Tuesday, May 3, 2011

Portal 2

I've now played through it twice, found a couple easter eggs, read some reviews, and listened to the developer commentary. I thought it was worth writing a bit of a review for.

First of all, I loved it. I don't play many single-player games any more, and I whipped through this one, had lunch, then started a developer-commentary playthrough. I know it's up against some impossible expectations - the original Portal is very close to a perfect game. But my personal expectations were met.

**NOTE: SPOILERS AHEAD**

Some particularly high points:

- GlaDOS. The voice acting was absolutely dead on throughout. GlaDOS's delivery of "Oh. It's you." simultaneously made me giggle and sent chills down my spine. Her gradual humanization via not only dialogue but changes in the vocal distortions were subtle and effective. Her hilariously petty and stereotypical cattiness balanced beautifully with her very real and deeply threatening hatred. (The fat jokes, when it was established in the first two minutes that Chell is in fact emaciated, worked brilliantly - they were not funny because "hur hur fat chicks are funny" but because a computer groping for an effective insult so badly missed the mark.)
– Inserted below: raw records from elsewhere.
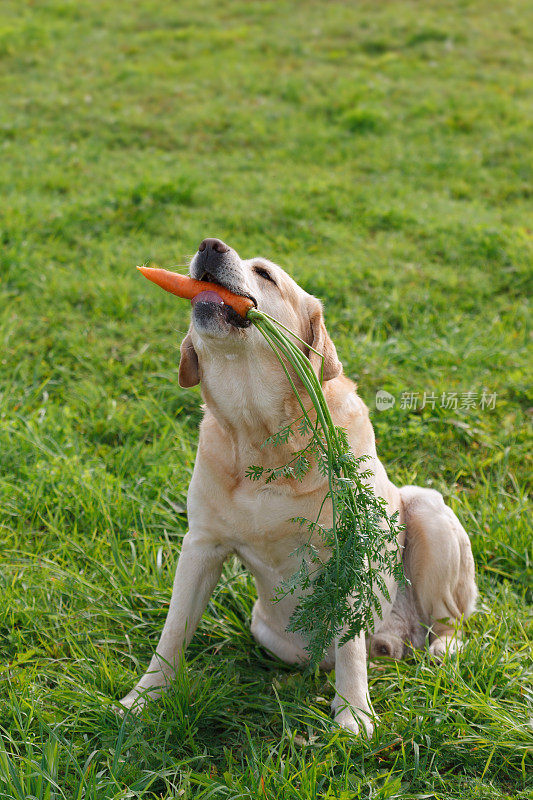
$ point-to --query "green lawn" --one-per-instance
(379, 151)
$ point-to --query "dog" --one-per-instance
(248, 399)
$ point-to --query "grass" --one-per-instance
(381, 153)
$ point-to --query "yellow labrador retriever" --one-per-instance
(248, 398)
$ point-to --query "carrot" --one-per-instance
(189, 288)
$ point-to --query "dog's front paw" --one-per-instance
(355, 722)
(443, 646)
(135, 700)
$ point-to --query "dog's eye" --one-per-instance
(264, 274)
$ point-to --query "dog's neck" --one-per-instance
(250, 398)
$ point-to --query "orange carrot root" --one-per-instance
(183, 286)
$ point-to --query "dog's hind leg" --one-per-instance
(438, 562)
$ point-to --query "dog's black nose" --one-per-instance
(214, 245)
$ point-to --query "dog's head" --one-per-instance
(215, 327)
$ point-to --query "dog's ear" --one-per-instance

- The backstory. Many pixels have been spent praising how effectively the backstory is inserted into the game without ever distracting the player from the actual gameplay. I won't repeat the argument - I'll just establish that I agree. The carefully-crafted time warp through Aperture's history was as good or better than all the new mechanics that it introduced. Cave Johnson was a perfect fit for the founder of a company ultimately run by a monomaniacal AI, and the hints (never quite confirmation) of Chell's identity were just enough.

- The increased size and depth (pun sort of intended) of the game. Early on, I wasn't sure the mechanics would hold me through the six or eight hours of gameplay. As a pure puzzler, the original held some but not that much interest - I finished a couple of the challenge modes but eventually wandered away. But the added exploration component held my interest and provided a welcome break from the never-ending test chambers, and while I was generally terrible at the frantic escape runs, they were also a nice change of pace.
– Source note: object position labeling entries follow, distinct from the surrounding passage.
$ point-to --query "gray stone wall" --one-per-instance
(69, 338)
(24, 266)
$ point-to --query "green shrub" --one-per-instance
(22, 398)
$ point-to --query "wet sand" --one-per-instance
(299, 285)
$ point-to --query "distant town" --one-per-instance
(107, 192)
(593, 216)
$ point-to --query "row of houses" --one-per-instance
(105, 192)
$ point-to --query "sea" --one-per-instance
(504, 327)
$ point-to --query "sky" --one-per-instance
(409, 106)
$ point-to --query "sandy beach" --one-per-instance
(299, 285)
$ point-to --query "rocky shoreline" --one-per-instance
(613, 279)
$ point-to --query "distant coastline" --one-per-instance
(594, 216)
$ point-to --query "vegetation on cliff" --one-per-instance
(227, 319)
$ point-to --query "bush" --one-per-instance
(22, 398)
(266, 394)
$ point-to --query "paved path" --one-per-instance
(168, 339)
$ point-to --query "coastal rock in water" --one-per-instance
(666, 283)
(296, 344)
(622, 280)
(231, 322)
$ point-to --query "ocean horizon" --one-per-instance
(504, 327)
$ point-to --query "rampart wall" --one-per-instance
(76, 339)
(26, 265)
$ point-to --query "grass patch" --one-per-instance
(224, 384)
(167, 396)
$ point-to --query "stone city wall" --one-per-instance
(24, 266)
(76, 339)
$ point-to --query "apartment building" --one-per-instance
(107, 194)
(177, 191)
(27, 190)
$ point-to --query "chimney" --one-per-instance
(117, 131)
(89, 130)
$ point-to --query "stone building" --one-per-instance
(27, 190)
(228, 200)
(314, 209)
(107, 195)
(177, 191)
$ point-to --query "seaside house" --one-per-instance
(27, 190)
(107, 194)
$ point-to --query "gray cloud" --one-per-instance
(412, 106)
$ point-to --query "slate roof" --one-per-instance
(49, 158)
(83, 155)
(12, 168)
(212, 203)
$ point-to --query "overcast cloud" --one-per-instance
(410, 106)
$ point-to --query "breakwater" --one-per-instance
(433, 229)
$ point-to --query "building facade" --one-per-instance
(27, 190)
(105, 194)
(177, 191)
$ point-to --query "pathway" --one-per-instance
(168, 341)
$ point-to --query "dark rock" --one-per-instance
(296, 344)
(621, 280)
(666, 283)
- The difficulty. I am not a shooter player (in fact, I get motion sick in most of them, and had to take both Portal games in two-hour-max chunks to avoid the same.) I have no twitch reflexes to speak of, and the fall-shoot-fall sections in the original drove me batty. There were a couple of those, but not difficult ones - all the tough puzzles were logic puzzles or tricky catwalk bits where it took a while to figure out where the live panels were. For me, this was perfect - I never got totally stuck, and made it through my first run at a pretty steady clip. I won't argue that some challenge modes would be nice, but hey, they're already promised - and for free!

- The music. Not just the ending songs, which were of course fabulous, but the music throughout. When I realized that more voices were added in as parts of the puzzle were completed, I was tickled absolutely pink.

Some "meh":

- Wheatley. While the voice acting was spot-on, he was a fairly predictable character and as such wasn't as funny as he was probably intended to be. I didn't loathe him, but nor did I really enjoy him. The "twist" was utterly foreseeable, to the point where I was looking around during the confrontation with GlaDOS looking for a less obviously bad choice. I also hated - HATED - being led around by him. I never could spot him without a false start, his flashlight made me nauseous, and twice I failed to understand him because of his accent. (Yes, I feel dumb. But I heard "Left! Left!" and took the left turn immediately available, and died, because he was saying "Lift! Lift!" but I wasn't looking for an elevator.)

- Catwalks in general. While I liked the exploration and it was nice to get out of the claustrophobic rooms, the wide-open catwalk sections both drove me crazy and exacerbated my nausea. This is probably more a personal gripe than anything, of course.

- The boss fight. I didn't hate it, and it annoyed me less than the Portal 1 boss fight, but it still failed to excite me. Partly it's because I dislike time pressure, partly because I loathe jumping puzzles (the one core swinging back and forth? HATE) and partly because I just wasn't very worked up about Wheatley in general. I mean, yeah, he was incompetent, yeah, he wasn't going to let me go of his own free will, yeah, yeah, reactor overheating and all, but I had no real personal gripe with him. He was just a fuckup.

Dislikes:

- Loading screens OMG. Probably at least partly my fault for running it on a computer that maybe came kinda close to the minimum specs, but still. OMG.

- Test chambers. Now this may be sort of a weird one. But I just found it jarring that of course the only logical way to progress from point A to point B was via test chambers. I mean, we know and see and explore all the area around and between them. There's seriously no quick route? I know, I know, if there was there wouldn't be a game, and wasn't I just bitching about the catwalk sections? But it just felt overused - and the progress screens (1/22! for the third time!) made me want to slit my wrists.

- No, that's... really kinda it. Not many dislikes.

So, overall - if you like video games at all, go get this one. (Get Portal first, if you haven't. It's $10, it's killer good, and you'll appreciate the jokes in 2 much, much more.) But seriously. Go get it.